Beyond School Security: Mental Health – WJAC Johnstown Express News
STATE COLLEGE, Pa. — Security measures like armed guards, metal detectors and bullet-proof glass are now a part of everyday life in many schools.
However, it’s not the only thing some local schools are turning to to prevent school violence.
“When we talk about school shootings — not to get political — but when we talk about school shootings, you’ll notice most of the recommendations from professionals are looking at more social workers within the school, more nurses within the school because they interact with those students on those levels,” said Heidi Arruda, a nurse at Mount Nittany Middle School in the State College Area School District.
Staff at the district said they’re focusing on the mental health of students more now than ever.
“It’s amazing how much that comes up in the day-to-day care of students,” said Arruda.
Nurses said they’re preparing staff to take a closer look at student behavior and warning signs of mental health issues.
“There are a lot of emotional issues that present themselves initially as physical symptoms,” said Arruda. “Stomach aches – headaches.”
Nurses said it’s important for them to look at those symptoms beyond the surface to find out if there is something more dangerous going on.
“We have to be cognizant of what’s going on within the family system and be able to identify what are the real issues underlying the behaviors that we’re seeing or the physical symptoms that we’re seeing,” said Arruda.” “[And then] try to help identify what the feeling is, and work on how you manage those feelings.”
“Educating the community as to signs and symptoms and things we should be concerned about are absolutely the strategy for avoiding those kinds of outcomes,” said Dr.
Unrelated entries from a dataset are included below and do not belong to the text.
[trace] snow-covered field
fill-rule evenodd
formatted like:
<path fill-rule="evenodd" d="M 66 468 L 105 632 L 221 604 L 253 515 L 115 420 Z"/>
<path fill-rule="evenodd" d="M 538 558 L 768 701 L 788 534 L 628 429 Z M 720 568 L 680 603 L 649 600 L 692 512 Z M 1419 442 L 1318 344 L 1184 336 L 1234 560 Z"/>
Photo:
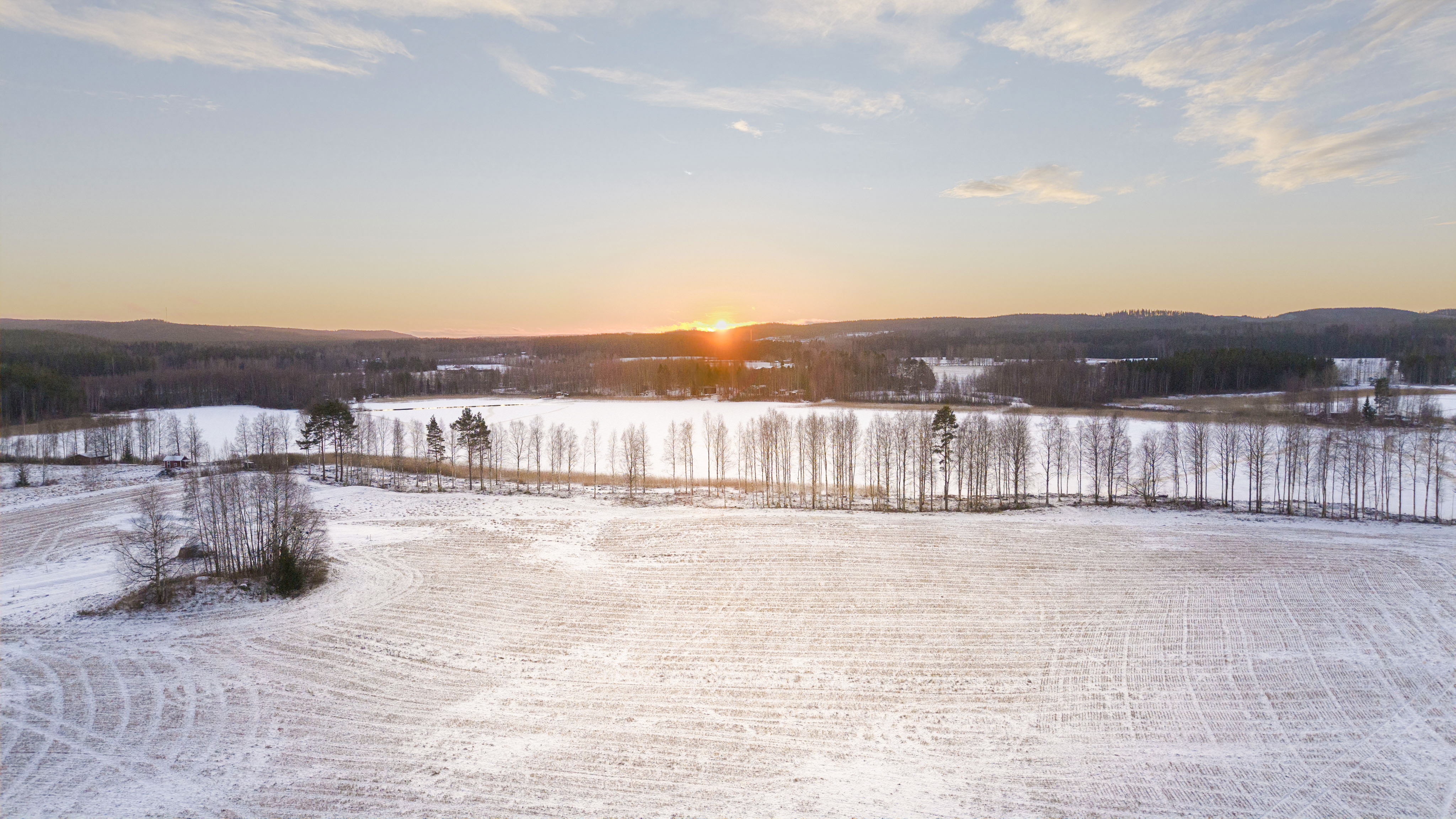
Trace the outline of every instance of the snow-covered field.
<path fill-rule="evenodd" d="M 12 491 L 12 490 L 7 490 Z M 1449 528 L 319 488 L 298 600 L 77 618 L 0 517 L 6 816 L 1449 816 Z"/>

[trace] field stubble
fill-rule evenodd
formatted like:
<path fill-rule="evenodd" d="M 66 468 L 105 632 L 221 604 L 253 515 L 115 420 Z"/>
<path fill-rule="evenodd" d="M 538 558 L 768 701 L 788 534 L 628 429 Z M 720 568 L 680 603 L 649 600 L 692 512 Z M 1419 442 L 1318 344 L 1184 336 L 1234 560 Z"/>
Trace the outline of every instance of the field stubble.
<path fill-rule="evenodd" d="M 131 491 L 7 512 L 7 577 Z M 1452 812 L 1444 528 L 317 498 L 298 600 L 7 595 L 6 815 Z"/>

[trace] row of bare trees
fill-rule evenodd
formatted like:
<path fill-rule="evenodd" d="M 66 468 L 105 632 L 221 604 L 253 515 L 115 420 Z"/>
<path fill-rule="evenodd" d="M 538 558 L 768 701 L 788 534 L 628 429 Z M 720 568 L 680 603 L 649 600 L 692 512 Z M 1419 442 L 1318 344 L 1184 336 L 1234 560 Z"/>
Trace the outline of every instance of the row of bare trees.
<path fill-rule="evenodd" d="M 281 453 L 298 428 L 280 414 L 245 417 L 224 450 Z M 735 490 L 738 503 L 808 509 L 986 510 L 1064 498 L 1439 519 L 1450 487 L 1450 434 L 1439 417 L 1424 426 L 1134 423 L 1118 414 L 945 407 L 868 418 L 850 410 L 767 410 L 737 428 L 705 412 L 649 440 L 641 423 L 613 430 L 591 423 L 581 433 L 543 417 L 491 426 L 466 410 L 446 424 L 351 415 L 347 434 L 319 444 L 317 455 L 332 463 L 328 479 L 396 490 L 590 485 L 594 494 L 607 487 L 642 497 L 661 487 L 690 503 L 705 493 L 725 501 Z"/>
<path fill-rule="evenodd" d="M 336 479 L 400 487 L 434 475 L 457 487 L 459 456 L 446 440 L 365 414 L 358 458 Z M 1136 430 L 1134 430 L 1136 427 Z M 392 434 L 380 436 L 380 431 Z M 1072 417 L 1026 411 L 904 410 L 871 418 L 849 410 L 767 410 L 729 430 L 722 417 L 668 426 L 655 450 L 645 424 L 585 434 L 536 417 L 491 427 L 466 453 L 466 487 L 482 491 L 625 491 L 649 487 L 696 501 L 728 490 L 753 506 L 925 512 L 987 510 L 1072 500 L 1159 501 L 1321 516 L 1439 519 L 1449 487 L 1450 428 L 1331 426 L 1312 421 L 1171 420 L 1118 414 Z M 392 440 L 392 458 L 377 458 Z M 379 443 L 371 443 L 379 442 Z M 459 452 L 457 452 L 459 450 Z M 446 478 L 447 475 L 447 478 Z"/>
<path fill-rule="evenodd" d="M 201 561 L 210 576 L 261 580 L 280 595 L 320 576 L 326 526 L 307 484 L 288 469 L 192 471 L 176 504 L 162 487 L 147 487 L 119 532 L 116 568 L 143 597 L 170 602 L 188 561 Z"/>

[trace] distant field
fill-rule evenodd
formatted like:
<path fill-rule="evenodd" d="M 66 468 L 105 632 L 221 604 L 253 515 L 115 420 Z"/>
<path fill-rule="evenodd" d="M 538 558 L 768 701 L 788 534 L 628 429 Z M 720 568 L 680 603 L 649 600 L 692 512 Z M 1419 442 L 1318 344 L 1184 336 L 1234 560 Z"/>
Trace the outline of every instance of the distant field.
<path fill-rule="evenodd" d="M 132 491 L 0 517 L 7 816 L 1452 812 L 1446 528 L 326 488 L 310 596 L 74 618 Z"/>

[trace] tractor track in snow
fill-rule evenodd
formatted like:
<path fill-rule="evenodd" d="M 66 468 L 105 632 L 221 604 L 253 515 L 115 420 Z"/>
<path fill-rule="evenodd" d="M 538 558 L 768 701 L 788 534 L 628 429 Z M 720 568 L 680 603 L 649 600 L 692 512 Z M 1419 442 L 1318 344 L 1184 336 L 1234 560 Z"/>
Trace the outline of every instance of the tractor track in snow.
<path fill-rule="evenodd" d="M 6 513 L 7 571 L 102 548 L 127 494 Z M 1439 816 L 1456 793 L 1450 529 L 317 497 L 338 563 L 298 600 L 7 615 L 0 807 Z"/>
Ben Locke, a licensed psychologist and the senior director of the Penn State University Center for Counseling and Psychological Services.
At State College Area School District, administrators said mental health awareness in their schools now goes beyond the health room.
“The district actually does a universal screening where students register by name and students come out as extremely high risk, elevated risk or normal risk,” said Jeanne Knouse, the director of student services at State College Area School District.
The routine mental health screenings can alert staff to any red flags.
“We’re able to have those crucial conversations with them and find out what they’re really struggling with,” said Knouse.
Most agree, the fact that a student is struggling does not mean they’re at risk to be violent, though.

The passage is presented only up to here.